In 10 patients, we identified both mutant alleles. In another three, only one mutation could be identified on the genomic level (nos. 4, 11 and 14); however, CAPN3 cDNA analyses demonstrated that these patients only expressed the mutant allele, indicating that all three patients harbor an unidentified allele interfering with correct CAPN3 RNA processing. The CAPN3 transcript is targeted by the nonsense-mediated mRNA decay pathway, and a recent study has demonstrated that in LGMD2A patients, compound heterozygous for two frame-shift mutations, only trace amounts of the corresponding transcripts can be identified.32 Thus, cDNA sequencing of patients compound heterozygous for a missense, and a frame-shift/nonsense mutation will occasionally only reveal the missense mutation as the transcript carrying the premature stop-codon, depending on its location,33 will be quickly degraded. However, hemizygosity for a mutation on the cDNA level is sufficient to confirm the diagnosis. Thus, cDNA sequencing can indirectly disclose partial CAPN3 gene deletions, large genomic rearrangement, intronic or promoter mutations affecting correct CAPN3 RNA maturation/transcription, all of which are likely to be missed by traditional exon sequencing. In fact, in about 10% of LGMD2A patients, only one heterozygous mutation is identified by a genomic screening approach,2 indicating a high prevalence of deep intron mutations. In patient no. 11, we detected an intronic variation (c.1801-51G>A), which has previously been classified as a polymorphism.15 This variation is absent from the single nucleotide polymorphism database and to our knowledge not mentioned in the literature concerning CAPN3 mutation detection.

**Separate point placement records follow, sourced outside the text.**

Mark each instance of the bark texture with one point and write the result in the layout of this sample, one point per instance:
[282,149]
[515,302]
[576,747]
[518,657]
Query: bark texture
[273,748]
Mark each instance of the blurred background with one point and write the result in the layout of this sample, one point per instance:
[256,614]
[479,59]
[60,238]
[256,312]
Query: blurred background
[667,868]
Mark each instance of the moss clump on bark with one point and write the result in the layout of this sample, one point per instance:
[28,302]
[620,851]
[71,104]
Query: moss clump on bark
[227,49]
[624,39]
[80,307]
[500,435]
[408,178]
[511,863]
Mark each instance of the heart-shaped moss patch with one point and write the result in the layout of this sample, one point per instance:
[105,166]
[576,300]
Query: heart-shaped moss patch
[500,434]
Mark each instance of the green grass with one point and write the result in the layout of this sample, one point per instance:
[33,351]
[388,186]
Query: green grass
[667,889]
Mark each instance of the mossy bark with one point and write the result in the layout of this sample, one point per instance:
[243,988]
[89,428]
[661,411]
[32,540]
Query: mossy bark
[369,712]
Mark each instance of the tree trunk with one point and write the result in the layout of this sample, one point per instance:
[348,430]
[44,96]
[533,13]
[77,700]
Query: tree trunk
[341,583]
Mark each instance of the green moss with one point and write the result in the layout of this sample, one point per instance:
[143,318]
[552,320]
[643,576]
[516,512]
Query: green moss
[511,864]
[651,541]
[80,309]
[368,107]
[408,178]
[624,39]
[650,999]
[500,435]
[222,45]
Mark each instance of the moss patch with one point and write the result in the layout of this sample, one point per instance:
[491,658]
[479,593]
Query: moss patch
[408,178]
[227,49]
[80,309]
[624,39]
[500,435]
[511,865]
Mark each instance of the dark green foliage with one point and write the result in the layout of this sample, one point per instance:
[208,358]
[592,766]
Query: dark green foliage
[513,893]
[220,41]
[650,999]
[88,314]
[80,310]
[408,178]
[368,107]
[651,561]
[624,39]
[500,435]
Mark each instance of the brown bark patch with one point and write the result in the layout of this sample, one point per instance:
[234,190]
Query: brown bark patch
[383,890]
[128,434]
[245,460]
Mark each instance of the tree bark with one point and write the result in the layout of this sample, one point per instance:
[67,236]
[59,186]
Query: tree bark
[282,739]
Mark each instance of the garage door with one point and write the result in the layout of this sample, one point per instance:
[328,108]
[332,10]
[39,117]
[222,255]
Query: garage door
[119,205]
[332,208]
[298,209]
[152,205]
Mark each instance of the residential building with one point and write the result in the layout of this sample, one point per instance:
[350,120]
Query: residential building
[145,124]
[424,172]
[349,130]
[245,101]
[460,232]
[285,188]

In three patients, we only identified a single variation (nos. 6, 10 and 13). Two of these were heterozygous for a 21 bp in-frame deletion previously identified as a mutation.26 The deletion does not appear to compromise RNA maturation, as it was clearly present on full-length cDNA (Figure 1). The third patient was heterozygous on both genomic and cDNA for the known mild mutation c.1715G>C.3 All three exhibited a highly abnormal western blot for calpain-3 and clinical characteristics of LGMD2A. The parents of patients nos. 6 and 10, who carried the respective mutation, were asymptomatic, arguing against a dominant-negative effect as has been indicated for Ser86Phe.26 The lack of a normal western blot for calpain-3 is somewhat enigmatic and could point to a potential defect in translational control. To address this, both the 3′- and 5′-UTR sequences of patient no. 6 were sequenced, but no aberration could be identified. It is quite common only to find one heterozygous mutation in LGMD2A patients,2 but to our knowledge only one patient has been described being heterozygous for a single mutation on cDNA.27, 32 Interestingly, this patient carried an in-frame deletion (c.598_612del15) close to the location of the deletion found in our patients 10 and 13. A single family has been described were five male members were heterozygous for a single 3 bp deletion in CAPN3, and all showed variable degrees of muscular dystrophy. Interestingly, all four also carried a mutation in the XK gene leading to McLeod's syndrome.34 We therefore sequenced the XK gene in patient nos. 6, 10 and 13 but did not detect any mutations. To what extent the LGMD2A pathogenesis is related to their single CAPN3 mutation alone or in combination with an unidentified mutation/locus awaits to be seen.